Giunto alla sua quarta edizione, il corso, patrocinato dal Garante
regionale dei diritti della persona, l’avvocato Giancarlo Giulianelli, e
finanziato attraverso un bando della Regione Marche, ha previsto 600
ore di formazione con rilascio di attestato finale,
oltre a un periodo di stage destinato ai partecipanti in possesso dei
requisiti per l’accesso al lavoro esterno.
Il progetto ha raggiunto pienamente gli obiettivi prefissati grazie
all’organizzazione della Fores Marche, presieduta da Elio Aureli, al
coordinamento della dottoressa Rossella Papili dell’Ufficio Locale per
l’Esecuzione Penale Esterna di Ancona e alla professionalità
dei cuochi che hanno messo a disposizione le proprie competenze in
qualità di docenti.
“La conclusione del corso per aiuto cuoco ci offre l’occasione per
sottolineare ancora una volta l’importanza dei percorsi
professionalizzanti attivati all’interno degli istituti penitenziari
marchigiani nel processo di reinserimento sociale dei detenuti –
ha dichiarato il Garante regionale Giancarlo Giulianelli – Si tratta di
una progettualità che mette a sistema la visione strategica delle
istituzioni, a partire dalla Regione Marche e dalla struttura di
garanzia, con il contributo del Procuratore Generale
presso la Corte d’Appello di Ancona, dottor Roberto Rossi, della
Magistratura di Sorveglianza, degli organizzatori, dei docenti e della
Polizia Penitenziaria di Ancona, guidata dal comandante Nicola De
Filippis.
Offrire una seconda opportunità a chi ha saldato il proprio debito con
la società rappresenta un dovere sociale oltre che istituzionale. Per
questo è indispensabile il coinvolgimento della società civile, primo
banco di prova al termine dei percorsi formativi.

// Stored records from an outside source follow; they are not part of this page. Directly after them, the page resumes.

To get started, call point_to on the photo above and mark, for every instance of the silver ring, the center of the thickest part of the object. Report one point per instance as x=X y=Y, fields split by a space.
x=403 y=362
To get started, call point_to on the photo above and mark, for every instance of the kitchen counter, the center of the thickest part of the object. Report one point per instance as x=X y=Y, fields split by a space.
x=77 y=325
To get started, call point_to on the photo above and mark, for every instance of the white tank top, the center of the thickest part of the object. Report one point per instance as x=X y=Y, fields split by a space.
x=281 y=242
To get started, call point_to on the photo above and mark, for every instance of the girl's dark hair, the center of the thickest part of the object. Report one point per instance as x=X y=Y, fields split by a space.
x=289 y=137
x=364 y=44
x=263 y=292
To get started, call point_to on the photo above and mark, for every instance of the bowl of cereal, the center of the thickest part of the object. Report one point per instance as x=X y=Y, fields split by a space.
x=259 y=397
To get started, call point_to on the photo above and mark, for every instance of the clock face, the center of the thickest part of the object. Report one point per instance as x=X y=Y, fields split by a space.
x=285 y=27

Su questo fronte c’è ancora molto da fare, soprattutto sul piano
dell’informazione, per far conoscere quanto la Regione e le strutture
competenti stanno realizzando e i risultati positivi ottenuti grazie ai
numerosi progetti attivati”.
“Sono particolarmente soddisfatto dei numeri raggiunti anche con il
corso per aiuto cuoco – ha aggiunto Giulianelli – Dei 20 detenuti che,
secondo i requisiti di legge, hanno avuto accesso agli stage nelle
aziende tra il 2025 e il 2026, ben 6 hanno già trovato
un’occupazione stabile. È un segnale concreto che conferma la validità
del percorso intrapreso e dimostra quanto la società civile rappresenti
un anello fondamentale nel processo di recupero e reinserimento.
I numerosi progetti che stiamo portando avanti e i risultati ottenuti
nella struttura di Barcaglione, oggi considerata un vero modello a
livello nazionale, costituiscono il miglior biglietto da visita per il
territorio e per l’intera regione. L’obiettivo è
offrire ai detenuti reali opportunità di inclusione e un futuro fondato
sul lavoro, sulla dignità e sul reinserimento sociale”.